I wouldn't regret not taking the shot, because I still had the experience. I had come to quench a lifelong thirst for the feeling of Africa, the taste of which is every bit as addictive as I was told. Hunting is hunting, unless it's for buffalo or leopard or brown bear, but Africa has a narcotic effect that nothing except old South Texas and the Alaskan bush can approach. I needed time to absorb the smells, to test the air.

But for the next three days it did seem the kudu were reading our mail. Harry killed a nice one, along with a wildebeest, a zebra and an impala, but the big kudu bulls eluded me. I passed on a decent one we stalked to within 75 yards, deciding it was a little small and too young. The kudu I finally killed we found on top of a mountain with a smaller bull and several cows. After sighting him shortly after daylight the fourth day, I followed him up and down the mountain through the brush until getting a shot just before dark.

'Best hunt of my life'

The gemsbok bull now staring at me with his clown-paint face markings had presented a similar opportunity for a shot from the truck, but I had declined that, too. But when he turned and trotted away to disappear into a long line of brush on the edge of a huge grassy savannah, I told Marco that we could step off and move over to try a stalk. That was two hours and, despite the cool late autumn weather, a ton of sweat earlier.
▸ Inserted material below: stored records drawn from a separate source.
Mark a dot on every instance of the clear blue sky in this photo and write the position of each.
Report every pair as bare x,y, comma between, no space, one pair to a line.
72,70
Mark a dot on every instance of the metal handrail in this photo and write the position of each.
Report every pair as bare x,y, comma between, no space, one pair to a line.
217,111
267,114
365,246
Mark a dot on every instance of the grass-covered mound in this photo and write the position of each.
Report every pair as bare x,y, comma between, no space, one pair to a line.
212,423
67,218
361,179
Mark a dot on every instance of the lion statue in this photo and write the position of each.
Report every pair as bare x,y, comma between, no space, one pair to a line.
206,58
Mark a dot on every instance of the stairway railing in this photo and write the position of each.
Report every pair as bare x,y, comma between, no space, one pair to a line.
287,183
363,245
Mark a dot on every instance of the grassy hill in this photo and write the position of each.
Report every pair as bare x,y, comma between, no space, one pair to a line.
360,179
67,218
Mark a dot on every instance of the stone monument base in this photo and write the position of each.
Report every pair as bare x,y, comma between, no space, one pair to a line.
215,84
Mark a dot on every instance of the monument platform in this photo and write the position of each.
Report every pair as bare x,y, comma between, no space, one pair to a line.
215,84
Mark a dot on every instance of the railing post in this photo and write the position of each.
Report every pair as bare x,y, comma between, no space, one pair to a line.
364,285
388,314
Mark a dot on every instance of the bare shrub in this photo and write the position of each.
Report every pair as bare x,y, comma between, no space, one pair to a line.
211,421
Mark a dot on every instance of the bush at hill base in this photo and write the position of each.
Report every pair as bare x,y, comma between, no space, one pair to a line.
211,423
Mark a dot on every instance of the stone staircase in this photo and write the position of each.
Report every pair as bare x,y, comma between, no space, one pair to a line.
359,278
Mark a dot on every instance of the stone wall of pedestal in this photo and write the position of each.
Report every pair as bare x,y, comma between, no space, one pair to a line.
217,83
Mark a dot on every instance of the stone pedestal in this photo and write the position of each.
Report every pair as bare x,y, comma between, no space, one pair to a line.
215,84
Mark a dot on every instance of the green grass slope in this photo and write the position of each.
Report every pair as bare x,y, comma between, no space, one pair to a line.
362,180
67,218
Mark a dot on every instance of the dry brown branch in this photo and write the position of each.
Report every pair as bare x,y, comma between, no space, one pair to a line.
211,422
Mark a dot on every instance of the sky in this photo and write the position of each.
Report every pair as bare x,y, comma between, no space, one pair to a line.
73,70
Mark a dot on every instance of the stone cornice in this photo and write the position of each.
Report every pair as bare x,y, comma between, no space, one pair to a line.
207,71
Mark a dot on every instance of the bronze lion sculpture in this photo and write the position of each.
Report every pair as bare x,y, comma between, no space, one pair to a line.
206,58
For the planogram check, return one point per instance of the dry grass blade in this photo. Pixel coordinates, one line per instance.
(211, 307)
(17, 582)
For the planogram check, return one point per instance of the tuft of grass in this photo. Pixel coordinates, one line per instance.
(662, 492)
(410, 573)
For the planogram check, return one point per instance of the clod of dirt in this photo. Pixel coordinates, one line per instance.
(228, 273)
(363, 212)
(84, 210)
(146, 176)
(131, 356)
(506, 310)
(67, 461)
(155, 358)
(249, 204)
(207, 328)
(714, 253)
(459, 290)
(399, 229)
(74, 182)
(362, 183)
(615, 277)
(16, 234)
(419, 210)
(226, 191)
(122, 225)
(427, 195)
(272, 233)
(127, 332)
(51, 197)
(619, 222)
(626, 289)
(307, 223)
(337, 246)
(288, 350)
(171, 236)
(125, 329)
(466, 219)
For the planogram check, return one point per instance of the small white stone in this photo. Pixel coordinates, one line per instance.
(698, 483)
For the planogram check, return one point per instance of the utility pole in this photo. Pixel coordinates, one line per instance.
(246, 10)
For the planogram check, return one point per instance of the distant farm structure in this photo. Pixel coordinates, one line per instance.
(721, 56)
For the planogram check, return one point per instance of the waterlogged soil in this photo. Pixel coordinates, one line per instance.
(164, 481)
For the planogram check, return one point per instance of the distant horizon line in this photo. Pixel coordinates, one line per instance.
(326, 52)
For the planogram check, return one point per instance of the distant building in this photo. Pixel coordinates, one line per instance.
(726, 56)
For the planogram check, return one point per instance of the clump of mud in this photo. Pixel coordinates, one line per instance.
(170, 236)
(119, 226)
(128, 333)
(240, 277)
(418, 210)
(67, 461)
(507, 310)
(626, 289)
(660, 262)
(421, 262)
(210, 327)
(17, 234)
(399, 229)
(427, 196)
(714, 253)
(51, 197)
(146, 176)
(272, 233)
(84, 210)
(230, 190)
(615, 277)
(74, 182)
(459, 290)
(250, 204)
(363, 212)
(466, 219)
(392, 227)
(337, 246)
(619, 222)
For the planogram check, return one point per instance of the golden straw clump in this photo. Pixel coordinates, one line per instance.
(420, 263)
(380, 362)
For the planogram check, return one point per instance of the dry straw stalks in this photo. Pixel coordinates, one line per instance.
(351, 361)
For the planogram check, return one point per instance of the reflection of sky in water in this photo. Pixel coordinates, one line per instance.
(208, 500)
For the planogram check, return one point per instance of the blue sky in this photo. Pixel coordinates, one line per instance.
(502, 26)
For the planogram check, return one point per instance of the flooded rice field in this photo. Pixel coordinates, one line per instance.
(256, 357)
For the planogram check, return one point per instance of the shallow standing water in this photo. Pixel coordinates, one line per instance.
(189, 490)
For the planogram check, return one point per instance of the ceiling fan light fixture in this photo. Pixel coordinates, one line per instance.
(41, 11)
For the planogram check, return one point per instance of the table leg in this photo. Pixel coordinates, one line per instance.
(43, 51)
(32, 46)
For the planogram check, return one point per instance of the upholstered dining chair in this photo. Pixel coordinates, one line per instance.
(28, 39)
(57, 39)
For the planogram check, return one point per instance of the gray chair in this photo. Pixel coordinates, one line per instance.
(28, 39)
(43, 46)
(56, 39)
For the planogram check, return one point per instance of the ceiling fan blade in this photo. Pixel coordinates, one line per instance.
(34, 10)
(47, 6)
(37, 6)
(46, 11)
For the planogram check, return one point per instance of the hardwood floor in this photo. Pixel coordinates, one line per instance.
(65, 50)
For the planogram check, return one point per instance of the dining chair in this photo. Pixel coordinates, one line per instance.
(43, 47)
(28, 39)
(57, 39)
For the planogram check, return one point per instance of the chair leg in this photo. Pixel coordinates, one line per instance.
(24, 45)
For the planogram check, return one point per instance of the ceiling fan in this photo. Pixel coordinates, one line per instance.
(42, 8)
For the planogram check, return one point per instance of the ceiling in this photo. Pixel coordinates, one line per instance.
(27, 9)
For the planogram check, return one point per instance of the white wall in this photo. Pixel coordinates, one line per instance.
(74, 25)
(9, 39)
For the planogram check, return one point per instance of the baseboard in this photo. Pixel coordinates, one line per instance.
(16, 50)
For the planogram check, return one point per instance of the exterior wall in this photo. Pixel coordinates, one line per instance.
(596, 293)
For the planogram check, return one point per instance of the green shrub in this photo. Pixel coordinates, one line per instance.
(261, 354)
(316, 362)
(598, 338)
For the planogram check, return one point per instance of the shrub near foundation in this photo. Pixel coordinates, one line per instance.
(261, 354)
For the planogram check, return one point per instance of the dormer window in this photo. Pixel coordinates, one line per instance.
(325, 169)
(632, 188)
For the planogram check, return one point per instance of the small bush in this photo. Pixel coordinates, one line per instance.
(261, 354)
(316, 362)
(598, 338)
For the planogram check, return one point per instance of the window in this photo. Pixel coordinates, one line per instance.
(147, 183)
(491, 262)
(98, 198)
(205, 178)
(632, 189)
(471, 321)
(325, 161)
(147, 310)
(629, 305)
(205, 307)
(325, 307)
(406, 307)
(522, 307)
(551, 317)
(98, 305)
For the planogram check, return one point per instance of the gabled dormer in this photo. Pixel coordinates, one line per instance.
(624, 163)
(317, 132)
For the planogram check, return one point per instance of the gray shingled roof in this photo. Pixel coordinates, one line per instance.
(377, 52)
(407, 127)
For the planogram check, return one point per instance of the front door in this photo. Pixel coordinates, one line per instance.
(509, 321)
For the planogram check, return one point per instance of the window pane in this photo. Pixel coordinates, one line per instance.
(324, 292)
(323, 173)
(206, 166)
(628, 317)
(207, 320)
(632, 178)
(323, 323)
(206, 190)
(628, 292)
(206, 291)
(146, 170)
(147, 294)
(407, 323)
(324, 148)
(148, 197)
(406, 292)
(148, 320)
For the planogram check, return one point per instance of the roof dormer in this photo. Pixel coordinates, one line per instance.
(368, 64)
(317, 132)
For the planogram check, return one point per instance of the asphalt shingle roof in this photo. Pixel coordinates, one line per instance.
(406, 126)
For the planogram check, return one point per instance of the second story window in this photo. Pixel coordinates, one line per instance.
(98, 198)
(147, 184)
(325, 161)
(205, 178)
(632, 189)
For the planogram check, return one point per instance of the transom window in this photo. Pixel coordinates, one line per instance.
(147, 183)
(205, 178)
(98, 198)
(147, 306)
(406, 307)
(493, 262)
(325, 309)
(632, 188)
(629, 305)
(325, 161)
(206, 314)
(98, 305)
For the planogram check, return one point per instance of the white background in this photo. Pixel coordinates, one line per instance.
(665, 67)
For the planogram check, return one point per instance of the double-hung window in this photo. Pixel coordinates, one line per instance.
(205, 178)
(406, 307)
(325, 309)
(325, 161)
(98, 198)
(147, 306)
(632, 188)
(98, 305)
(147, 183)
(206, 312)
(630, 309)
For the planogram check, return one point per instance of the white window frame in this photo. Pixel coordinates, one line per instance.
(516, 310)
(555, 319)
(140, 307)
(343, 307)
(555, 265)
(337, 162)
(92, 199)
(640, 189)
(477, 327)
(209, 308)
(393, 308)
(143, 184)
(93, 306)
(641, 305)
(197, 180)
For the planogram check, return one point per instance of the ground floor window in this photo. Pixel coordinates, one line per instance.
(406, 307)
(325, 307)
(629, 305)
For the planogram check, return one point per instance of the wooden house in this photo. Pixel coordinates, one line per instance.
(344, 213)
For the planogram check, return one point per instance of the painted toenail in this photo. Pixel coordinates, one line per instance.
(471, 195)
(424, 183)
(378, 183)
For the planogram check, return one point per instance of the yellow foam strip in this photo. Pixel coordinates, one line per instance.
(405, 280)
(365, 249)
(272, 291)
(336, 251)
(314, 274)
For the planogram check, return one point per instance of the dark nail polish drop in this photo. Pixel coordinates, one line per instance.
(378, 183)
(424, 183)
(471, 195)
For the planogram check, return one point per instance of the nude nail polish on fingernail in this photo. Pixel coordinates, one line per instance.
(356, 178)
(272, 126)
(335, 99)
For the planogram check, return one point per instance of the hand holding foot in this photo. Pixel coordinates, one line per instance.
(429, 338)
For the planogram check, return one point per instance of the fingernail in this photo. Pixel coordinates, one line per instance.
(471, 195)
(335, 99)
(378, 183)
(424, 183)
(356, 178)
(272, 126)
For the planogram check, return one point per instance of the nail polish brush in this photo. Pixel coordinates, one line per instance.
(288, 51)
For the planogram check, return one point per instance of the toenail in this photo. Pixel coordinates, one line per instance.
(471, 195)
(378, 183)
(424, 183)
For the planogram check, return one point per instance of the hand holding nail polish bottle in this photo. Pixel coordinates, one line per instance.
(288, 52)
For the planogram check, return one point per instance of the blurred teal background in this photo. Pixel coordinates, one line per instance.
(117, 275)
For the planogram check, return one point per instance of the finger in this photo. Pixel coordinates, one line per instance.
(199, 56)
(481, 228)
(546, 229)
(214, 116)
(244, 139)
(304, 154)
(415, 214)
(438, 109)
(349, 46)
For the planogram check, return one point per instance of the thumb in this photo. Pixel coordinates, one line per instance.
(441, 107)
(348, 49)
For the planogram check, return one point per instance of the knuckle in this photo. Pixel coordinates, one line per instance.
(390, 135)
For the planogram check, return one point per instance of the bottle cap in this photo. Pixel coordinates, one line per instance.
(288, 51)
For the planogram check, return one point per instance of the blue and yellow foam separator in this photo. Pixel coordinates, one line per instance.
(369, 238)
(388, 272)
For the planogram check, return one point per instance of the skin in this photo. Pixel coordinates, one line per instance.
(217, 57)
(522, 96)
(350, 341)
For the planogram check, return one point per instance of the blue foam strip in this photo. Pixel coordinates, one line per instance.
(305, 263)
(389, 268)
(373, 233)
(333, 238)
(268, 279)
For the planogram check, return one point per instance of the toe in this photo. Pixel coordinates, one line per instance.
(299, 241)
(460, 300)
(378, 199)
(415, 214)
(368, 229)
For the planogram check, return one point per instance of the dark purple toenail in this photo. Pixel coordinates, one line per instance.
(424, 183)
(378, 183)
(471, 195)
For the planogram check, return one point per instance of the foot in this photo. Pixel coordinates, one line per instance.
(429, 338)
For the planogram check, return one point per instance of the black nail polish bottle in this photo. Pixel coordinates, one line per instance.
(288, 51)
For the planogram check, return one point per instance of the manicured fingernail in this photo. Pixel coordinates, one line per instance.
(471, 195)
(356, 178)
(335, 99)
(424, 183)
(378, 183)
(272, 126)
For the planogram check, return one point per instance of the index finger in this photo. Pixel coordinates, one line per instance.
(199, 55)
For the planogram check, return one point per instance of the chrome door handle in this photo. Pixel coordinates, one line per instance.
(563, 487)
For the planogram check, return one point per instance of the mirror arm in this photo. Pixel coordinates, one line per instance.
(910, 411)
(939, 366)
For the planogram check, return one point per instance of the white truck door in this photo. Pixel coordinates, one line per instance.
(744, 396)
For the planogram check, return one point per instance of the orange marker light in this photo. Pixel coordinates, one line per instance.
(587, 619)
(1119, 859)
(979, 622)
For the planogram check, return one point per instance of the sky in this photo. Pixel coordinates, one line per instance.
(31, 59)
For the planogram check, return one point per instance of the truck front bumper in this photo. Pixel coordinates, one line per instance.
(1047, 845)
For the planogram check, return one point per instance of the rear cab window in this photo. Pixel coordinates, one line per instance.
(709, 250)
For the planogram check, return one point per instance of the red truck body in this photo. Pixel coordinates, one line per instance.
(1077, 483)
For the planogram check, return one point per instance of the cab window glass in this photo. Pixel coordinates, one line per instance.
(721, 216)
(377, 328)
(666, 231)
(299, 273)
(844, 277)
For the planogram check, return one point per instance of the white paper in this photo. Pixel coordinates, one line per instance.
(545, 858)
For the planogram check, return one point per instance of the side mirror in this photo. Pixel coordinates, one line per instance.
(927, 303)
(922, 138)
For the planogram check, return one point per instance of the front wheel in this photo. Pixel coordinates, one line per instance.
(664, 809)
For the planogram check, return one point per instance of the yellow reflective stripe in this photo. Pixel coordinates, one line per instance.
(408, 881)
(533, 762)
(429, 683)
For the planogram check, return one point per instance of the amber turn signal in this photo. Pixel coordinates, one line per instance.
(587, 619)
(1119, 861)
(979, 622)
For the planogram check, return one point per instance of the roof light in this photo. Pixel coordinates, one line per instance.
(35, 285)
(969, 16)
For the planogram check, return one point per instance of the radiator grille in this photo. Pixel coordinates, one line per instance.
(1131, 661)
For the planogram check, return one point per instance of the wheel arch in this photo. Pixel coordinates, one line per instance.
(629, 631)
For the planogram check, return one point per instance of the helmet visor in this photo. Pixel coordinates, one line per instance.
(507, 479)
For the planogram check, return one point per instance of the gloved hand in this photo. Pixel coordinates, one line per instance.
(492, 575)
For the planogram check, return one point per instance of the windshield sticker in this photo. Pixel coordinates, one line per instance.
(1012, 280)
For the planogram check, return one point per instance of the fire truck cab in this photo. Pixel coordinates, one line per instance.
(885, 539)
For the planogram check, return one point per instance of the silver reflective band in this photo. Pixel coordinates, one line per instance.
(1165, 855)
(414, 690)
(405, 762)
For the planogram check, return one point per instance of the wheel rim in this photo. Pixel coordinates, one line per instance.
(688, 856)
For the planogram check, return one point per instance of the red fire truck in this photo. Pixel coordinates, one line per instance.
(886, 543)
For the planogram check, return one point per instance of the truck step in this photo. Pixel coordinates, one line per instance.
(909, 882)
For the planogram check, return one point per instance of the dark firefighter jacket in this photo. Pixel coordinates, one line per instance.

Now, with his eyes and eyebrows, Marco was asking if I had a shot at the gemsbok, which had chosen a course that would carry him just 15 yards from where I was sitting. However, the grass was tall enough that part of his body was obscured and he could sprint off at a moment's notice. And the brush that moments before had provided us cover now prevented anything resembling a clear shot.

But, tail flicking quietly as he walked, the gemsbok crept forward and stopped perfectly in the only opening I had for a shot. Left elbow on my knee, I took the shot at 15 yards. The bull broke into a sprint, which quickly carried him out of sight into the tall grass. Marco and I both stood to track his movements, just in time to see him pile up just 40 yards away.

Marco grabbed my arm as I stepped around a tree to try to get in another shot if need be. "Wait," he said. "They can do a fake death and those horns are dangerous." We eased forward to make sure the bull was down for good. He was.

"That was maybe the best hunt of my life," Marco said, a statement not to be taken lightly from a guy who has taken on wounded buffalo in dense mopane-bush thickets. "That was really sporting."

It was Africa, too, and it felt right.